Cependant qu’ils sont en termes où La Jaquière
s’efforce de témoigner à cette damoiselle l’amour qu’il lui porte, tant par
paroles que par petits attouchements, il congédie trois de ceux qui
l’accompagnaient, et en retient deux avec lui, qui étaient de ses plus intimes
amis, et arrive avec eux et avec cette femme vers Pierre-Ancise, à la porte
d’une maison fort écartée. « C’est ici ma demeure », dit-elle, et à l’instant,
le petit laquais qui portait la lanterne tire une clef qu’il avait à sa
pochette et ouvre la porte. Cette maison était fort basse. Il n’y avait que
deux étages contenant chacun deux membres, et encore les deux plus hauts ne
servaient qu’à tenir du bois et autres choses semblables. Les deux d’en bas
étaient une petite salle et une garde-robe. La salle était assez bien
accommodée. Il y avait un lit de taffetas jaune et un pavillon de même étoffe,
et la tapisserie était de serge jaune. C’était au mois de juillet, néanmoins le
temps était un peu froid à cause d’une bise qui s’était levée. Cette damoiselle
commanda au laquais d’allumer un fagot. Tandis qu’il obéit à son commandement,
La Jaquière s’assied à un coin de la salle dans une chaise, et elle en une
autre. Le désir qu’il avait d’éteindre le feu qui le consumait fit qu’il lui
découvrit entièrement son amour et la conjura d’avoir pitié de son mal, lui
promettant toutes sortes de services, pourvu qu’elle lui octroyât la
courtoisie. Elle faisait semblant de le refuser, opposant l’honneur pour sa
défense, l’infidélité des hommes, qui est si grande au siècle où nous sommes,
et leur peu de discrétion qui publie aussitôt une faveur qu’ils ont reçue. Cet
amoureux fait des serments horribles et dit que jamais elle n’aura sujet de se
plaindre pour son regard, que plutôt il perdrait mille vies que de la
déshonorer et qu’il est prêt de s’opposer pour son service à toutes sortes
d’occasions. Enfin, après beaucoup de propos tenus d’une part et d’autre, elle
consent de lui accorder sa demande, à la charge qu’il se ressouvienne de sa
promesse et de ses serments. La Jaquière les lui confirme par d’autres, et au
même instant, ils entrent tous deux dans la garde-robe où il y avait un petit
lit de pareille étoffe que les autres, et là, ils prennent leurs déduits
ensemble.

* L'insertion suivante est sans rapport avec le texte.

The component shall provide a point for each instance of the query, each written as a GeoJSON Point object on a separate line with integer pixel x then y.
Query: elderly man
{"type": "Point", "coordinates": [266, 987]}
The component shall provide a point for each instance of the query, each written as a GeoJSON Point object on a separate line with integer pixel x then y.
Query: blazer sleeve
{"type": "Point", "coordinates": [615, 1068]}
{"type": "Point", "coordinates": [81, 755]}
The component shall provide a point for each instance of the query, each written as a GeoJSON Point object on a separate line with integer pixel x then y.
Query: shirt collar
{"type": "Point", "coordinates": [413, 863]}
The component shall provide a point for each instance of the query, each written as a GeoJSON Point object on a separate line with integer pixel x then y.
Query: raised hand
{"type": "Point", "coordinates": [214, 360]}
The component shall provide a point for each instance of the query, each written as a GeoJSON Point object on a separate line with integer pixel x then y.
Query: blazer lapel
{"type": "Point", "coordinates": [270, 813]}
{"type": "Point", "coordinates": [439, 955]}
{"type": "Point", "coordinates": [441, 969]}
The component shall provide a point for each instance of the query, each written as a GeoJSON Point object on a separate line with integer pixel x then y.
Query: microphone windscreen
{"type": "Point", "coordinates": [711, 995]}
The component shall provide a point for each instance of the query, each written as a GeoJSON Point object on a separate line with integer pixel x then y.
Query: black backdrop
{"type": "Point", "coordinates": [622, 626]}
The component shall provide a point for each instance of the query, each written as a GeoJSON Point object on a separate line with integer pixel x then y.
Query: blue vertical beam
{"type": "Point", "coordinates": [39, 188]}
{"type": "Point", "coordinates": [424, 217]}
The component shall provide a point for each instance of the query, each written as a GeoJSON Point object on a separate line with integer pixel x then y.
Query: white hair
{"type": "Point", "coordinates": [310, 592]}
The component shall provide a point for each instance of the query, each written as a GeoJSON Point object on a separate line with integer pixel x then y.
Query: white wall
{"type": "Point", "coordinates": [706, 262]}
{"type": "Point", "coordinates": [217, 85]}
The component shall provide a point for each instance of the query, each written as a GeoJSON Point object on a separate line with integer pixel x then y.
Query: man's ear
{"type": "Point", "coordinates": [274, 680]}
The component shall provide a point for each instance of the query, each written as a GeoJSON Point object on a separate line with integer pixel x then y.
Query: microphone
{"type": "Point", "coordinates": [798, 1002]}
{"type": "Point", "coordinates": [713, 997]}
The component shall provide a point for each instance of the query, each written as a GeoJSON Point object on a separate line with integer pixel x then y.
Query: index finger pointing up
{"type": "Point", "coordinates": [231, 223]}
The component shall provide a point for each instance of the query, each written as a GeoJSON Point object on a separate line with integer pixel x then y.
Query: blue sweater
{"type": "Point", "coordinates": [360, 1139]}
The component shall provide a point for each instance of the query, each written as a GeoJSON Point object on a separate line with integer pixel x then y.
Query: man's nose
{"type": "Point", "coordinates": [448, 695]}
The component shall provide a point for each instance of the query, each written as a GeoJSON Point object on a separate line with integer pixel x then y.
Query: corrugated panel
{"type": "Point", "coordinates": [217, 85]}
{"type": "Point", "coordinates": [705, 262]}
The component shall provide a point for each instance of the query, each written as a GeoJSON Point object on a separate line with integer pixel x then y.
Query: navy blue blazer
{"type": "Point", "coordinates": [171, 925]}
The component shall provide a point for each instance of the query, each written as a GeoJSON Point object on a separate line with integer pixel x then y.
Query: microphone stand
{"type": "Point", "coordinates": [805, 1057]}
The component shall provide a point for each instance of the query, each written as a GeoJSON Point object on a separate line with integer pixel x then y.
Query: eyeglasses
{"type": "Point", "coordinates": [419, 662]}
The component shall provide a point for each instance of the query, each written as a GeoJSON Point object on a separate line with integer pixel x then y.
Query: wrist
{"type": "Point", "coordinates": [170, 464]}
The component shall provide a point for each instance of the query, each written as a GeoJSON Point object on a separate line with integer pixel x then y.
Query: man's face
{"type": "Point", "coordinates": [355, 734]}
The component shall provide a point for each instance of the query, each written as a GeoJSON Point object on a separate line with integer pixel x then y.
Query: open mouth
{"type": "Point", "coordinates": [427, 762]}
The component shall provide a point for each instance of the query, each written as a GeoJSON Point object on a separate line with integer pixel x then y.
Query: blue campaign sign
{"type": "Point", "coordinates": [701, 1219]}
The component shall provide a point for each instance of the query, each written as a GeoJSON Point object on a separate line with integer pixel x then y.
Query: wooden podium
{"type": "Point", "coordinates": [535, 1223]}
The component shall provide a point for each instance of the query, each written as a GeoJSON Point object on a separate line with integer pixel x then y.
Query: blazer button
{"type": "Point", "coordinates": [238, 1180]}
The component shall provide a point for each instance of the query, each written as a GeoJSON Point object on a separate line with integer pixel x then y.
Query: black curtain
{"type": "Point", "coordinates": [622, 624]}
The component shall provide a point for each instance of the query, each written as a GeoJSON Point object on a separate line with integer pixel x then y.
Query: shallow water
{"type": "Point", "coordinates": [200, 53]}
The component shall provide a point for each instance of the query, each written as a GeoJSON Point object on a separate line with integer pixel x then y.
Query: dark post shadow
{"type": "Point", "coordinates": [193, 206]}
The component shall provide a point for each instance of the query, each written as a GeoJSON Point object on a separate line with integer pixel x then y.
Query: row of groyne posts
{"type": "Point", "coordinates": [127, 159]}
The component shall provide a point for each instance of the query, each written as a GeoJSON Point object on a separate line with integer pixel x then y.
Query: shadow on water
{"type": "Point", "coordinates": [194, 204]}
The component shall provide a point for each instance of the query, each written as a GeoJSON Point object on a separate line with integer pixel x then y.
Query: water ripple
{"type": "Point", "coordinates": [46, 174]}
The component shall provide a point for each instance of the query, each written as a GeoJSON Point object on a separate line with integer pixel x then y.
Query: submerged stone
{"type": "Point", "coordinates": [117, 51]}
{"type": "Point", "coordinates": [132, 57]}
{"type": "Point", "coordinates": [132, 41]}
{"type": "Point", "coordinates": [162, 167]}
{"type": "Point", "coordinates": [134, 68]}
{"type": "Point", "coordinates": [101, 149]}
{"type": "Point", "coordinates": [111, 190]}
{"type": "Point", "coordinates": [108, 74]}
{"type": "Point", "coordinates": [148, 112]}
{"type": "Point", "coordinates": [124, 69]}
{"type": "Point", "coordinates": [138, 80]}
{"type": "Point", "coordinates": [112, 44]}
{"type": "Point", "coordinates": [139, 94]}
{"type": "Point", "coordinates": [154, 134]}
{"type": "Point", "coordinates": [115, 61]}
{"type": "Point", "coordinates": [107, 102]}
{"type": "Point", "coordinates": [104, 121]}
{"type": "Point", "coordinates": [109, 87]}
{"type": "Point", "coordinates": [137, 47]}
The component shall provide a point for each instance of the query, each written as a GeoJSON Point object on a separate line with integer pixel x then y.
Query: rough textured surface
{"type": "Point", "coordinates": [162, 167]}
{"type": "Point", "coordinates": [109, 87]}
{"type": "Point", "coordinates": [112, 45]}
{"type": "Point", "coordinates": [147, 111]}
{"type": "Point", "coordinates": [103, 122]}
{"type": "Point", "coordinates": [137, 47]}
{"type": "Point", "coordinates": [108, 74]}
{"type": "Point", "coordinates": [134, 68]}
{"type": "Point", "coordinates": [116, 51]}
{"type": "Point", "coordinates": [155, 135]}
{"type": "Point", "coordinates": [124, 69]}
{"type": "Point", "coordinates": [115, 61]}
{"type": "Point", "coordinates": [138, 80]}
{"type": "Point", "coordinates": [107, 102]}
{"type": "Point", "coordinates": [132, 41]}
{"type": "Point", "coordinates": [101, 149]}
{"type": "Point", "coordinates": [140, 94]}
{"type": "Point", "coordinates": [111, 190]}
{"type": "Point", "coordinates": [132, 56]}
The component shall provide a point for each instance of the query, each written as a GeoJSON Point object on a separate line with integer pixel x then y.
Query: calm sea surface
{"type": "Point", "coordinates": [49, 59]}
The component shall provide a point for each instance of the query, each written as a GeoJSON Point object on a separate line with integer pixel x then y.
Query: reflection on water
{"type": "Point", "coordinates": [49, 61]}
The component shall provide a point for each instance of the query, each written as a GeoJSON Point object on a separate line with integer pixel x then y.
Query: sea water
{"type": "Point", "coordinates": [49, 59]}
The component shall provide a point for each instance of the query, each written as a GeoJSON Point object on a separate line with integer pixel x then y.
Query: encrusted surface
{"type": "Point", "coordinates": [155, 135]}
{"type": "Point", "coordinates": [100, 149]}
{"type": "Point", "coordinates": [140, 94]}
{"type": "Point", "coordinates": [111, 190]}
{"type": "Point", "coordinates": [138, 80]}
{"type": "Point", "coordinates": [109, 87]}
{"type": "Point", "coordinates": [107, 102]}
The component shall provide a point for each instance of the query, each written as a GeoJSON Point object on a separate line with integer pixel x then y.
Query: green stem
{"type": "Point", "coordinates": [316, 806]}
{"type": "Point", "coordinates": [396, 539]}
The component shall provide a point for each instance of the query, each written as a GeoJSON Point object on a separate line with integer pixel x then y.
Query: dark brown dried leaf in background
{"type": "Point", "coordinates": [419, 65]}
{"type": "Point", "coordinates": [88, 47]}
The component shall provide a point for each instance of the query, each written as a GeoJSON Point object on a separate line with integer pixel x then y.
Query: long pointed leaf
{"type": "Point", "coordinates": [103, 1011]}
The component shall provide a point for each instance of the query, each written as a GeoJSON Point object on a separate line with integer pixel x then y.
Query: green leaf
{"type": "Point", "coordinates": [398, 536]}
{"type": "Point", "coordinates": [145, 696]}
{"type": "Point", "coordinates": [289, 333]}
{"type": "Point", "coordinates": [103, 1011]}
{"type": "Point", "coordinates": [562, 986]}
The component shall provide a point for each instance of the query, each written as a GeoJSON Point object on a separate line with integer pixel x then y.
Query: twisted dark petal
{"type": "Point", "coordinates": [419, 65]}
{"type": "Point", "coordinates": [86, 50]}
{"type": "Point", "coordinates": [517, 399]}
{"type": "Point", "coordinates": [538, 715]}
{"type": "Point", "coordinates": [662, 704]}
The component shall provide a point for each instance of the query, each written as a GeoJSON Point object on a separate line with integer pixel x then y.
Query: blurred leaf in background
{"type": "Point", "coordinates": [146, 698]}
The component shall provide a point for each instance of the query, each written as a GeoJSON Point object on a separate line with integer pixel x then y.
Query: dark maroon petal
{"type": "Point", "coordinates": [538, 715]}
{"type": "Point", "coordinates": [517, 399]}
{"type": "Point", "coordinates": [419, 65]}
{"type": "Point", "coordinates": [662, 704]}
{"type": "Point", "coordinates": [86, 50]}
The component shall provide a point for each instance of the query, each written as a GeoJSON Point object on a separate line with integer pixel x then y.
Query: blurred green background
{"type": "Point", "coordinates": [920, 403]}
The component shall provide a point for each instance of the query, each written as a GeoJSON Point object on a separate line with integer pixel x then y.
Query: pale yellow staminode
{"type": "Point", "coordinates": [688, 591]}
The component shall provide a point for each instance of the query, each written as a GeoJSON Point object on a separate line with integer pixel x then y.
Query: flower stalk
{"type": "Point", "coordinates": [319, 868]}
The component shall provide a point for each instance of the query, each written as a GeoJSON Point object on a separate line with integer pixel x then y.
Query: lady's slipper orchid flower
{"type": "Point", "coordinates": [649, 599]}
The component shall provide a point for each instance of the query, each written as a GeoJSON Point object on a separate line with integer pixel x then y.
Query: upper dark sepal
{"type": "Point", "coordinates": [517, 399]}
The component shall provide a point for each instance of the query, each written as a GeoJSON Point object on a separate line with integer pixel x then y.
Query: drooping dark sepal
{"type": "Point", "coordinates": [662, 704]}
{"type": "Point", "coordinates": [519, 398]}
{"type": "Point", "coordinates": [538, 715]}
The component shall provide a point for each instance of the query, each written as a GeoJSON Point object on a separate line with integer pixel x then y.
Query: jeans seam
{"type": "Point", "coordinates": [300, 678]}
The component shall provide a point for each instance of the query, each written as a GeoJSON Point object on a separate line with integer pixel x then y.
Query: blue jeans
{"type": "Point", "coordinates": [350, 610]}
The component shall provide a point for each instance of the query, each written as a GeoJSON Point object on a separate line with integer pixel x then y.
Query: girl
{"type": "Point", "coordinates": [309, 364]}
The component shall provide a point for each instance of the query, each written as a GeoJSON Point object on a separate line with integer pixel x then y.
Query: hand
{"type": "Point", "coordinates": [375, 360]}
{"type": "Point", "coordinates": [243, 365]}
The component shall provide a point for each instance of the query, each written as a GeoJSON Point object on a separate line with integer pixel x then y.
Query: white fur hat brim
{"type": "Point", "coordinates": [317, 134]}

Notre homme, ayant reçu l’accomplissement de ses désirs, commença de
la caresser et lui protester de nouveau que jamais il n’oublierait une telle
faveur, et que désormais elle pouvait disposer de lui et de ses biens comme des
siens propres.
« Toutefois, dit-il, madamoiselle, bien que je
vous sois si redevable, vous m’obligeriez encore davantage si vous me vouliez
accorder une autre faveur.
- Et de quoi, répond-elle, me sauriez-vous
requérir que je ne vous octroie, puisque je vous ai déjà été si libérale de ce
que j’ai plus cher au monde ?
– Vous devez savoir madamoiselle, repart La
Jaquière, que je suis venu céans en compagnie de deux des plus grands amis que
j’aie au monde. Nous n’avons rien de propre, tout est commun parmi nous. Si je
ne leur faisais part de ma bonne fortune, par aventure cela serait cause de
rompre le lien d’amitié qui nous étreint si fermement, et par même moyen, ils
pourraient publier nos amours. Je vous supplie donc que la même courtoisie que
vous m’avez octroyée ne leur soit point refusée. Jamais nous n’oublierons une
telle faveur et vous pourrez vous vanter désormais d’avoir trois hommes à votre
commandement qui ne sont qu’un et qui ne respireront que votre obéissance.
– Hélas ! que je suis malheureuse ! répond la
damoiselle. Je pensais avoir fait acquisition d’un ami qui voulût tenir chère
la faveur qu’il avait reçue de moi, mais je vois maintenant qu’il ne visait à
d’autre dessein qu’à tirer de moi ce qu’il désirait, puisqu’il le divise de la
sorte. Est-ce ici la récompense que j’en reçois ? Estimez-vous que je sois une
louve pour m’exposer à l’abandon de tant de personnes ? Je n’eusse jamais cru
cela de vous qui avez reçu de moi ce qu’homme vivant, hormis mon mari, n’a
jamais pu recevoir. Je vous prie, ne me parlez plus de ces choses, autrement,
je me donnerais la mort de ma propre main. »
Ce disant, elle se lève et fait semblant de
s’en vouloir sortir hors de la garde-robe, mais La Jaquière la retient, et
puis, avec les plus belles paroles qu’il peut proférer, la supplie d’apaiser sa
colère. Il l’embrasse, il la baise et s’échauffe si bien encore en son harnais
qu’il continue de prendre ses plaisirs avec elle. Ayant achevé cette belle œuvre,
ils sont collés bouche à bouche l’un avec l’autre, et La Jaquière, qui veut que
ses compagnons aient part au gâteau, la conjure une autre fois de ce dont il
l’avait auparavant requise et la flatte si bien avec tant de douces promesses
qu’enfin, après beaucoup de refus et de plaintes qu’elle fait, il la fléchit à
ce qu’il désire, encore qu’elle fasse semblant d’en être toute dolente. La
Jaquière, ayant obtenu à grand-peine ce qu’il souhaitait, sort de la
garde-robe, et s’approchant de ses compagnons qui l’attendaient avec impatience
et avec un désir violent d’éteindre leur sale ardeur, guigne de l’œil à l’un
d’eux afin qu’il entre au lieu où il l’avait laissée. Cet homme ne se fait
guère prier. Il y trouve la damoiselle sur le lit, et sans autre cérémonie, il
en fait à son plaisir. Après, il sort et l’autre qui restait y va pareillement
et reçoit d’elle le don de l’amoureuse merci. Les voilà donc tous trois si
aises de cette bonne fortune qu’ils ne la changeraient pas pour un empire.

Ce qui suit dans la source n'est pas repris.